EN
The capacity of Toll-like receptors (TLRs) to act
as pathogen sensors, to detect microorganism-derived
conserved molecular structures, and to induce activation
of antigen-presenting cells which secrete large amounts
of type I interferons makes them attractive targets for
vaccination and immunotherapeutic strategies. However,
there is now considerable evidence to support that TLRs
play an essential role in specific disease pathogenesis
and may be novel targets for therapy. To transmit
their signal to the nucleus and initiate activation of
proinflammatory and antimicrobial genes, TLRs must
initiate a cytoplasmic signaling cascade, which is
controlled by signaling adaptors. These adaptors are
crucial for activating the correct immune response to any
given TLR/pathogen interaction. Disruption or improper
signaling may lead to uncontrolled inflammation and
the development of TLR-dependent inflammatory
diseases. Indoleamine 2,3-dioxygenase 1 (IDO1) is the
main tryptophan catabolic enzyme in mammals. At the
intersection of the early defense mechanisms against
pathogens and the complex signaling events presiding
over longer-term immune homeostasis, the IFN–IDO1
axis is capable of downregulating immune responses, to
minimize immune-mediated tissue and organ damage in
the context of infectious immunity, infection-associated
auto-immunity, and overreactive inflammatory responses.
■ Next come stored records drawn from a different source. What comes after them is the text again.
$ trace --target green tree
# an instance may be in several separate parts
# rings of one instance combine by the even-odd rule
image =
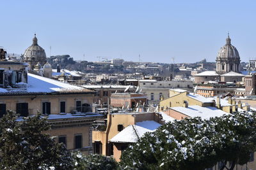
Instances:
[[[8,111],[0,120],[0,168],[72,169],[74,159],[65,145],[44,132],[49,128],[40,114],[19,120]]]
[[[130,146],[120,164],[126,169],[204,169],[221,162],[221,169],[234,169],[255,150],[255,114],[241,113],[170,122]]]
[[[83,155],[81,153],[74,154],[76,160],[75,169],[77,170],[117,170],[119,165],[113,159],[101,155]]]

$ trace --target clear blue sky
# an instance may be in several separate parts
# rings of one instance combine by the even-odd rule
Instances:
[[[255,1],[1,1],[0,46],[23,53],[36,32],[49,56],[214,61],[229,31],[242,61],[256,58]]]

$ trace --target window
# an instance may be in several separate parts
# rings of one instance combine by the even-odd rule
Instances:
[[[223,164],[223,163],[222,162],[219,162],[218,163],[218,169],[221,169],[223,165],[224,164]]]
[[[4,84],[4,71],[0,70],[0,85]]]
[[[103,91],[103,96],[108,96],[108,91]]]
[[[66,113],[66,102],[61,101],[60,103],[60,113]]]
[[[17,103],[16,112],[22,117],[28,116],[28,103]]]
[[[121,146],[121,153],[123,153],[123,152],[127,148],[128,146]]]
[[[75,149],[82,148],[82,134],[75,134]]]
[[[251,152],[251,153],[250,153],[249,162],[253,162],[253,161],[254,161],[254,152]]]
[[[63,143],[67,146],[67,136],[59,136],[59,143]]]
[[[76,111],[77,111],[78,112],[81,112],[81,111],[82,110],[82,102],[81,101],[76,101]]]
[[[117,125],[117,131],[121,132],[124,129],[124,126],[123,125]]]
[[[43,102],[42,103],[42,113],[43,114],[51,114],[51,103],[50,102]]]
[[[160,92],[159,93],[159,100],[161,100],[161,97],[162,97],[162,96],[163,96],[163,93]]]
[[[151,99],[152,101],[154,101],[154,93],[151,93],[150,99]]]
[[[102,154],[102,143],[100,141],[95,141],[93,145],[93,151],[95,154]]]
[[[0,104],[0,118],[6,113],[6,104]]]

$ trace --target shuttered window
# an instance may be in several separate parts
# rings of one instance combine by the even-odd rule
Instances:
[[[0,117],[6,113],[6,104],[0,104]]]
[[[43,102],[42,104],[42,113],[43,114],[51,114],[51,103],[50,102]]]
[[[28,103],[18,103],[16,104],[16,112],[21,117],[28,116]]]
[[[60,113],[66,113],[66,102],[60,102]]]
[[[75,135],[75,149],[82,148],[82,135]]]

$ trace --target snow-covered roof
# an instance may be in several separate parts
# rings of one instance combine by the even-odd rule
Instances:
[[[130,86],[130,88],[135,88],[133,85],[84,85],[82,87],[89,89],[126,89]]]
[[[244,76],[244,74],[234,72],[234,71],[230,71],[228,73],[227,73],[224,74],[222,74],[221,76]]]
[[[51,114],[47,116],[48,120],[54,120],[54,119],[61,119],[61,118],[82,118],[82,117],[102,117],[102,115],[97,114],[95,113],[81,113],[81,114],[71,114],[67,113],[65,115],[54,115]]]
[[[215,71],[205,71],[200,73],[195,74],[195,76],[219,76]]]
[[[237,88],[237,89],[236,89],[236,90],[237,90],[237,91],[245,91],[245,88]]]
[[[125,81],[138,81],[137,79],[126,79]]]
[[[84,73],[81,72],[81,71],[70,71],[68,69],[61,69],[60,73],[58,73],[57,72],[57,69],[52,69],[52,76],[60,76],[62,72],[65,72],[65,75],[69,75],[69,76],[83,76],[83,75]]]
[[[26,85],[26,83],[24,84]],[[1,95],[83,92],[94,92],[94,91],[31,73],[28,73],[27,89],[7,89],[6,91],[0,90]]]
[[[182,92],[185,92],[188,91],[186,90],[183,90],[183,89],[170,89],[170,90],[175,91],[176,92],[180,92],[180,93],[182,93]]]
[[[174,118],[171,117],[170,116],[168,115],[164,112],[160,111],[159,113],[159,114],[161,114],[162,115],[163,119],[164,120],[165,123],[167,123],[168,122],[172,122],[174,120],[175,120]]]
[[[35,115],[31,115],[29,117],[34,117]],[[43,115],[42,117],[45,117],[47,120],[54,120],[58,119],[76,119],[76,118],[90,118],[92,117],[96,117],[99,118],[102,118],[102,115],[97,113],[77,113],[77,114],[71,114],[71,113],[65,113],[65,114],[51,114],[49,115]],[[20,117],[17,119],[17,121],[23,121],[23,117]]]
[[[156,80],[139,80],[140,82],[157,82]]]
[[[160,124],[153,120],[137,122],[135,125],[127,126],[111,139],[109,141],[113,143],[136,143],[145,133],[154,132],[160,126]]]
[[[205,97],[197,94],[189,93],[187,96],[202,103],[212,103],[213,100],[211,97]]]
[[[212,100],[215,100],[216,103],[217,103],[217,97],[218,96],[214,96],[213,97],[211,97]],[[228,101],[223,99],[220,99],[220,105],[221,106],[232,106],[231,104],[228,103]]]
[[[203,119],[209,119],[211,117],[221,117],[227,113],[214,107],[202,107],[198,105],[185,107],[173,107],[171,110],[179,111],[189,117],[200,117]]]

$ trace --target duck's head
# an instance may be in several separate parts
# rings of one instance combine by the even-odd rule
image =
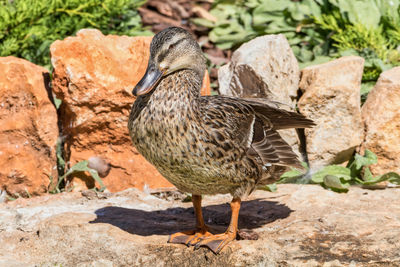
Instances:
[[[146,73],[135,86],[135,96],[152,91],[162,77],[173,72],[193,70],[201,79],[206,69],[206,60],[192,35],[178,27],[170,27],[157,33],[150,44],[150,58]]]

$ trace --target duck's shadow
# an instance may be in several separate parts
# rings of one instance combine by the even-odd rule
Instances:
[[[243,201],[239,216],[239,229],[255,229],[292,212],[286,205],[274,201],[255,199]],[[166,210],[144,211],[122,207],[104,207],[96,210],[97,218],[90,223],[109,223],[131,234],[169,235],[182,230],[193,229],[195,219],[193,208],[169,208]],[[229,225],[230,206],[228,203],[203,207],[204,220],[214,232],[223,232]]]

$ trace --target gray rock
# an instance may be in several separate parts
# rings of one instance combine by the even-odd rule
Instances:
[[[239,227],[258,240],[235,241],[220,255],[166,243],[169,234],[193,227],[191,203],[136,189],[19,199],[0,204],[0,265],[400,266],[399,193],[337,194],[316,185],[256,191],[243,201]],[[217,232],[229,223],[228,201],[204,199],[205,219]]]
[[[282,34],[257,37],[237,49],[229,64],[218,71],[222,95],[267,98],[293,110],[299,88],[299,66],[292,49]],[[299,140],[294,129],[279,131],[299,153]]]
[[[310,165],[320,167],[350,159],[364,136],[360,88],[364,68],[361,57],[342,57],[304,68],[298,107],[317,126],[306,129]]]
[[[371,166],[374,175],[400,173],[400,67],[383,72],[362,108],[365,139],[361,153],[378,156]]]

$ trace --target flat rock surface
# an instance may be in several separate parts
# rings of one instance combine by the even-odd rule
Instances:
[[[346,162],[361,144],[360,88],[364,69],[361,57],[341,57],[301,71],[300,113],[316,126],[305,129],[311,167]]]
[[[0,266],[400,266],[399,195],[313,185],[256,191],[243,201],[239,227],[258,240],[237,240],[220,255],[167,244],[169,234],[194,224],[179,193],[169,200],[136,189],[19,199],[0,204]],[[229,201],[204,198],[216,232],[229,223]]]
[[[361,115],[365,125],[361,153],[369,149],[378,157],[370,167],[372,173],[400,172],[400,67],[381,73]]]

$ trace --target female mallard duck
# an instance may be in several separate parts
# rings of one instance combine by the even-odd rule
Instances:
[[[311,120],[259,101],[200,96],[206,61],[186,30],[156,34],[150,59],[129,116],[137,150],[178,189],[192,194],[196,229],[169,242],[206,246],[215,253],[234,240],[241,198],[276,180],[280,166],[300,166],[277,130],[304,128]],[[201,212],[202,194],[233,196],[231,222],[212,235]]]

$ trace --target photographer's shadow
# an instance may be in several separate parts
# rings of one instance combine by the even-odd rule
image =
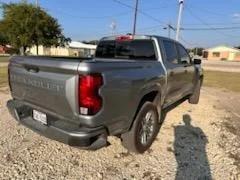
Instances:
[[[207,137],[191,124],[190,115],[183,116],[184,125],[174,127],[174,153],[177,161],[176,180],[211,180],[206,144]]]

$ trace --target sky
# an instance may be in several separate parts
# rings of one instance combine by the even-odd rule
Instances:
[[[131,33],[133,29],[131,7],[135,0],[39,0],[39,4],[58,19],[65,36],[72,40],[111,35],[112,24],[116,25],[116,34]],[[178,0],[139,0],[137,34],[168,36],[164,27],[169,23],[176,27],[178,8]],[[187,47],[240,45],[240,0],[185,0],[181,27],[185,30],[181,31],[180,41]],[[233,29],[215,29],[225,27]],[[174,31],[171,38],[175,38]]]

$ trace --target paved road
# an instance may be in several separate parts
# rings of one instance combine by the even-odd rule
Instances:
[[[203,60],[202,64],[205,70],[240,72],[240,62]]]
[[[117,138],[93,152],[19,126],[6,109],[6,89],[0,92],[0,179],[240,179],[234,160],[240,148],[233,146],[239,139],[223,128],[223,121],[228,127],[239,121],[230,113],[239,109],[222,105],[239,96],[204,87],[200,103],[185,102],[171,111],[151,149],[136,155]]]

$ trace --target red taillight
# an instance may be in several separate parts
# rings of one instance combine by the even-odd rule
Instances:
[[[103,85],[100,74],[84,75],[79,77],[78,98],[79,110],[83,115],[94,115],[102,107],[102,98],[98,91]]]
[[[116,41],[131,41],[131,40],[133,40],[133,36],[132,35],[116,37]]]

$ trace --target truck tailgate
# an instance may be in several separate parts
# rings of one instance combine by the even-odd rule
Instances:
[[[71,58],[13,57],[9,65],[13,98],[74,119],[79,63]]]

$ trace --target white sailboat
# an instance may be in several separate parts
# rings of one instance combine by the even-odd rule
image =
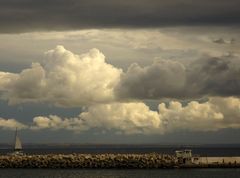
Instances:
[[[14,145],[14,151],[22,151],[22,143],[18,136],[17,128],[15,132],[15,145]]]
[[[14,155],[23,155],[23,152],[22,152],[22,143],[21,143],[21,140],[18,136],[18,130],[16,128],[16,132],[15,132],[15,144],[14,144],[14,152],[13,152]]]

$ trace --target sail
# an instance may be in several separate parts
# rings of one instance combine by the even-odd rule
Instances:
[[[18,133],[17,133],[17,129],[16,129],[16,135],[15,135],[15,146],[14,146],[15,150],[21,150],[22,149],[22,143],[20,138],[18,137]]]

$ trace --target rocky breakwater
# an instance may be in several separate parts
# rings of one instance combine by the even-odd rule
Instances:
[[[174,156],[162,154],[1,155],[0,168],[173,168]]]

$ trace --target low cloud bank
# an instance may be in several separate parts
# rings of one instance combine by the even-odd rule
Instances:
[[[25,125],[21,122],[18,122],[15,119],[4,119],[4,118],[0,117],[0,128],[2,128],[2,129],[14,130],[16,128],[25,129],[27,127],[28,127],[27,125]]]
[[[178,130],[217,131],[240,128],[240,99],[213,97],[186,106],[172,101],[152,111],[144,103],[93,105],[76,118],[35,117],[32,129],[66,129],[81,132],[93,128],[122,134],[164,134]]]
[[[97,49],[76,55],[57,46],[46,52],[43,65],[33,63],[18,74],[0,72],[0,98],[9,104],[48,102],[81,107],[203,96],[240,96],[239,57],[205,57],[188,63],[158,60],[145,67],[132,64],[123,72],[106,63]]]
[[[99,50],[75,55],[57,46],[45,58],[44,65],[33,63],[19,74],[0,72],[1,98],[9,104],[50,102],[62,107],[114,100],[122,71],[107,64]]]

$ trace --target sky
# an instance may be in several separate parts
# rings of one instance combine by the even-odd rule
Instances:
[[[240,144],[238,0],[0,0],[0,142]]]

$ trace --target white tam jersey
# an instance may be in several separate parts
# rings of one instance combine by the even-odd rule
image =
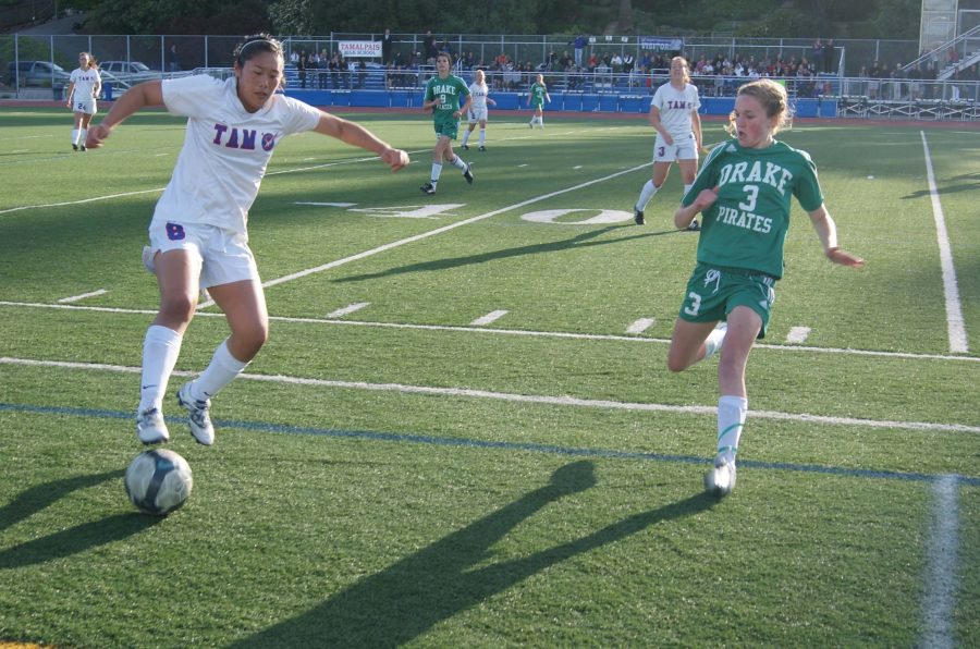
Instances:
[[[701,107],[698,99],[698,89],[693,84],[684,84],[684,89],[678,90],[670,83],[665,83],[653,93],[650,109],[660,110],[660,123],[671,134],[671,137],[683,137],[690,133],[690,113]]]
[[[102,83],[98,70],[82,70],[81,68],[75,68],[72,71],[72,77],[69,81],[75,84],[75,89],[73,90],[73,99],[75,101],[91,99],[95,96],[95,87]]]
[[[238,99],[235,77],[167,79],[162,89],[167,110],[189,119],[154,223],[203,223],[245,234],[272,150],[286,135],[313,131],[320,111],[274,95],[249,113]]]
[[[469,96],[473,97],[473,109],[487,110],[487,95],[489,94],[490,88],[487,87],[487,84],[483,84],[482,86],[476,82],[469,84]]]

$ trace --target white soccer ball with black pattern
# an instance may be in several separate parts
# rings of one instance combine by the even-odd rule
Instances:
[[[194,479],[187,461],[167,449],[144,451],[126,468],[126,494],[145,514],[166,516],[191,495]]]

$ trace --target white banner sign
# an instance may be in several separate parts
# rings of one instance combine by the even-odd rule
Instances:
[[[381,58],[380,40],[341,40],[339,47],[344,59]]]

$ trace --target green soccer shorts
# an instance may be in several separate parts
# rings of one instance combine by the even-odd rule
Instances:
[[[698,264],[687,282],[678,316],[688,322],[726,320],[736,306],[747,306],[762,318],[759,338],[765,338],[775,278],[755,270]]]

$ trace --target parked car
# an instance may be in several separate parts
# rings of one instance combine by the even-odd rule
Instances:
[[[146,63],[139,61],[101,61],[99,74],[102,76],[103,83],[117,81],[130,85],[163,76],[159,70],[151,70]]]
[[[61,65],[49,61],[11,61],[7,66],[7,84],[13,86],[35,86],[41,88],[62,87],[72,75]]]

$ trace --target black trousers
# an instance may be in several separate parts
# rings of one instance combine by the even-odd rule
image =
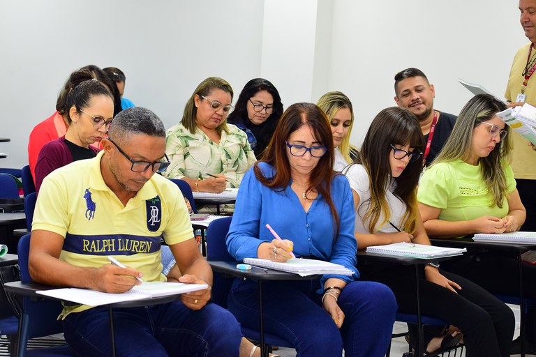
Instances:
[[[445,262],[442,267],[476,282],[492,294],[519,296],[516,254],[483,250],[468,252]],[[536,266],[523,264],[523,295],[536,300]],[[534,307],[528,308],[525,331],[526,340],[536,342],[536,313]]]
[[[399,311],[417,313],[415,269],[413,266],[385,264],[358,265],[362,279],[385,284],[394,293]],[[512,310],[476,284],[455,274],[441,271],[461,290],[454,293],[424,278],[419,270],[421,312],[438,317],[463,333],[466,356],[509,356],[515,320]]]

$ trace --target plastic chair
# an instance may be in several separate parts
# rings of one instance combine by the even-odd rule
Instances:
[[[26,197],[31,192],[36,192],[36,185],[34,184],[34,178],[31,176],[30,165],[22,167],[20,172],[20,179],[22,181],[22,192]]]
[[[190,206],[192,206],[193,213],[197,213],[198,208],[195,208],[195,202],[193,200],[193,193],[192,193],[192,188],[190,187],[190,184],[184,180],[180,180],[179,178],[170,178],[170,180],[179,186],[182,194],[186,197],[186,199],[190,202]]]
[[[225,245],[225,236],[229,231],[232,217],[225,217],[212,221],[207,229],[207,260],[236,261]],[[212,301],[222,307],[227,308],[227,298],[231,289],[234,278],[225,278],[215,273],[212,284]],[[246,338],[259,341],[260,335],[258,330],[241,326],[242,333]],[[265,333],[265,340],[267,345],[281,346],[294,348],[288,341],[275,335]]]
[[[34,211],[36,209],[37,194],[31,192],[24,199],[24,213],[26,213],[26,227],[31,231],[31,222],[34,221]]]
[[[30,251],[31,234],[26,234],[19,241],[18,255],[20,267],[20,280],[31,282],[28,269],[28,256]],[[68,347],[55,346],[27,351],[28,340],[63,333],[61,321],[57,320],[63,307],[59,301],[52,300],[31,301],[24,296],[22,299],[22,314],[20,317],[19,338],[17,349],[19,357],[36,356],[73,356]]]
[[[0,174],[0,198],[20,198],[17,181],[9,174]]]

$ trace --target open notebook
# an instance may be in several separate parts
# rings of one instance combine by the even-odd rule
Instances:
[[[292,258],[284,263],[272,261],[260,258],[246,258],[244,262],[253,266],[268,268],[276,271],[295,273],[301,276],[318,274],[335,274],[338,275],[352,275],[354,272],[340,264],[324,261],[322,260],[307,259],[304,258]]]
[[[475,242],[501,242],[536,243],[536,231],[512,231],[510,233],[498,233],[475,234],[472,240]]]
[[[385,245],[373,245],[366,248],[367,252],[380,253],[397,257],[408,257],[410,258],[422,258],[431,259],[442,257],[454,257],[461,255],[467,252],[466,248],[447,248],[435,247],[424,244],[413,244],[405,242],[386,244]]]
[[[221,193],[212,192],[192,192],[193,198],[204,198],[211,199],[237,199],[238,188],[225,188]]]
[[[536,144],[536,108],[528,103],[514,108],[507,108],[497,113],[500,120],[520,135]]]
[[[72,301],[89,306],[99,306],[121,301],[142,300],[147,298],[177,295],[207,289],[206,284],[183,284],[181,282],[144,282],[121,294],[103,293],[88,289],[75,287],[40,290],[37,294],[65,301]]]

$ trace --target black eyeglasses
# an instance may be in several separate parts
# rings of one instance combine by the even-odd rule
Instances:
[[[265,107],[262,104],[255,104],[253,102],[253,100],[251,100],[251,98],[248,99],[248,100],[251,102],[251,104],[253,105],[253,110],[255,110],[258,113],[260,113],[261,112],[262,112],[262,109],[264,109],[265,112],[266,112],[266,114],[271,114],[271,113],[274,112],[274,107],[273,106],[271,106],[271,107]]]
[[[402,160],[408,156],[410,158],[410,161],[417,161],[419,160],[419,158],[421,157],[421,155],[422,155],[422,153],[419,150],[415,149],[413,151],[410,152],[406,151],[405,150],[402,150],[401,149],[396,149],[392,144],[389,144],[389,145],[393,148],[393,157],[396,160]]]
[[[288,146],[288,149],[290,149],[290,155],[292,156],[303,156],[305,155],[305,153],[308,151],[311,153],[311,155],[313,158],[322,158],[324,156],[324,154],[326,153],[326,151],[327,151],[327,148],[326,146],[311,146],[310,148],[308,148],[303,145],[293,145],[292,144],[288,144],[288,142],[285,142],[285,143],[287,144],[287,146]]]
[[[103,126],[105,126],[104,128],[106,129],[106,131],[108,131],[108,129],[110,129],[110,126],[112,124],[112,121],[114,120],[110,119],[109,121],[106,121],[102,116],[94,116],[89,113],[87,113],[82,109],[79,109],[79,111],[91,116],[93,119],[93,126],[97,129],[102,128]]]
[[[210,99],[207,98],[204,96],[200,96],[200,97],[202,98],[207,102],[209,102],[209,104],[210,104],[210,107],[212,108],[212,110],[214,112],[218,112],[220,110],[220,108],[223,108],[223,114],[225,115],[229,115],[231,114],[231,112],[234,109],[234,107],[231,105],[230,104],[228,105],[223,105],[221,102],[218,100],[211,100]]]
[[[171,163],[170,162],[170,159],[168,158],[168,155],[165,155],[165,153],[164,153],[164,156],[165,157],[165,160],[167,161],[155,161],[154,162],[149,162],[149,161],[134,161],[130,156],[126,155],[126,153],[125,153],[125,152],[121,150],[121,148],[118,146],[112,139],[108,137],[108,140],[110,140],[112,144],[115,145],[115,147],[117,147],[117,150],[119,150],[119,152],[123,154],[123,156],[128,159],[128,160],[132,162],[131,169],[134,172],[144,172],[145,170],[149,169],[149,166],[151,167],[153,172],[163,172]]]

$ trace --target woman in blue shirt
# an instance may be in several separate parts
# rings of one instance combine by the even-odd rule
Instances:
[[[385,285],[355,282],[355,212],[348,180],[332,169],[333,138],[325,114],[297,103],[283,114],[262,161],[244,176],[227,236],[237,261],[285,261],[290,252],[341,264],[352,276],[263,283],[265,331],[287,339],[297,356],[384,356],[396,310]],[[269,224],[286,239],[277,241]],[[237,280],[228,308],[258,326],[257,284]]]

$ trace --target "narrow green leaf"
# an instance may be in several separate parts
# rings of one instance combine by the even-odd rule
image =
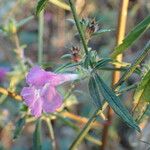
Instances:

Finely tuned mechanisms regulate IDO1 functions at both
the transcriptional and posttranslational levels, and
IDO1 itself is a signaling molecule in a complex immune
regulatory network. Recent work has revealed that the
TLR9/TRIF/TRAF6 immunoregulatory pathway, which
involves IRF3 and TGF-β production and is activated in
plasmacytoid dendritic cells (pDCs) by high-dose CpGODN,
represents a prototypic regulator that negatively controls inflammatory reaction, but positively regulates
noncanonical NF-κB signaling and IDO1 induction and
function. This might indicate that the modulation of TLRs
could be a means through which tryptophan metabolism,
when aberrant, could be controlled. More importantly, the
above considerations suggest that activation of IDO1 could
be a novel potential therapeutic strategy under conditions
in which uncontrolled proinflammatory cytokine
secretion in response to TLR signaling contributes to acute
or chronic overreactive responses.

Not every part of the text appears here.